Limitations & Future Work¶
- Constrained by hardware, the model was only tested up to 400K; the actual upper limit remains unknown.
- The training data size is relatively small (0.5B tokens); scaling up the training data should further improve performance.
- The local context size is fixed, and adaptive adjustment has not been explored.
- Each decoding step requires \(k\) forward passes (though parallelizable), increasing computational overhead.

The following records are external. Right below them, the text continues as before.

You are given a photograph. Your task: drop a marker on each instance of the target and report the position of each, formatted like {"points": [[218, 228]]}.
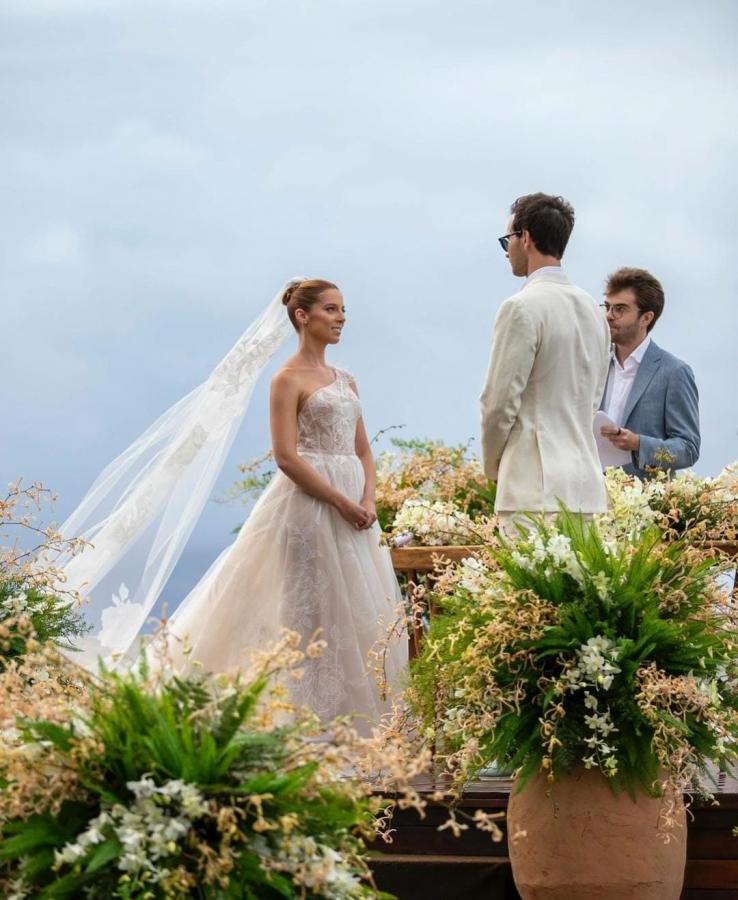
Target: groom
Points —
{"points": [[546, 377]]}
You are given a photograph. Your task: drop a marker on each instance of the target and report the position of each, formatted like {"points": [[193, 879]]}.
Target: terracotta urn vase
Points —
{"points": [[576, 840]]}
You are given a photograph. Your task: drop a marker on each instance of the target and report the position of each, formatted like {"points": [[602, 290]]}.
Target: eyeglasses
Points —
{"points": [[616, 310], [505, 239]]}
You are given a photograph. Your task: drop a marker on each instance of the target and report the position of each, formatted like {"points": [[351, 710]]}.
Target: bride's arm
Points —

- Promising Directions: (1) Utilize larger chunk sizes on models with longer inherent contexts (e.g., LLaMA-2-32K); (2) Combine with KV quantization to further reduce overhead; (3) Explore adaptive selection of the number of candidate tokens (some chunks might not require candidate tokens).
Related Work & Insights¶
- Activation Beacon compresses context through beacon tokens, but one-time compression causes information loss.
- CEPE uses a small encoder to chunk-encode long documents and fuses them into the decoder via cross-attention, but memory does not extrapolate.
- AutoCompressor recursively compresses context, but perplexity (PPL) explodes on long sequences.
- InfLLM stores processed contexts in a memory unit and retrieves them using attention scores, which is conceptually similar but FocusLLM is more end-to-end.
Rating¶
- Novelty: ⭐⭐⭐⭐ The combined design of dynamic prompting, candidate tokens, and parallel decoding is novel, although the general framework of chunking and compression is not.
- Experimental Thoroughness: ⭐⭐⭐⭐⭐ Comprehensive coverage across Language Modeling, LongBench, ∞-Bench, and Passkey Retrieval, with thorough ablation analysis and intuitive visualizations.
- Writing Quality: ⭐⭐⭐⭐ The architecture diagram is clear, and the method description is systematic, though the abundance of equations may increase the reading burden.
- Value: ⭐⭐⭐⭐⭐ High training efficiency, strong performance, and scalability up to 400K provide extremely high practical value.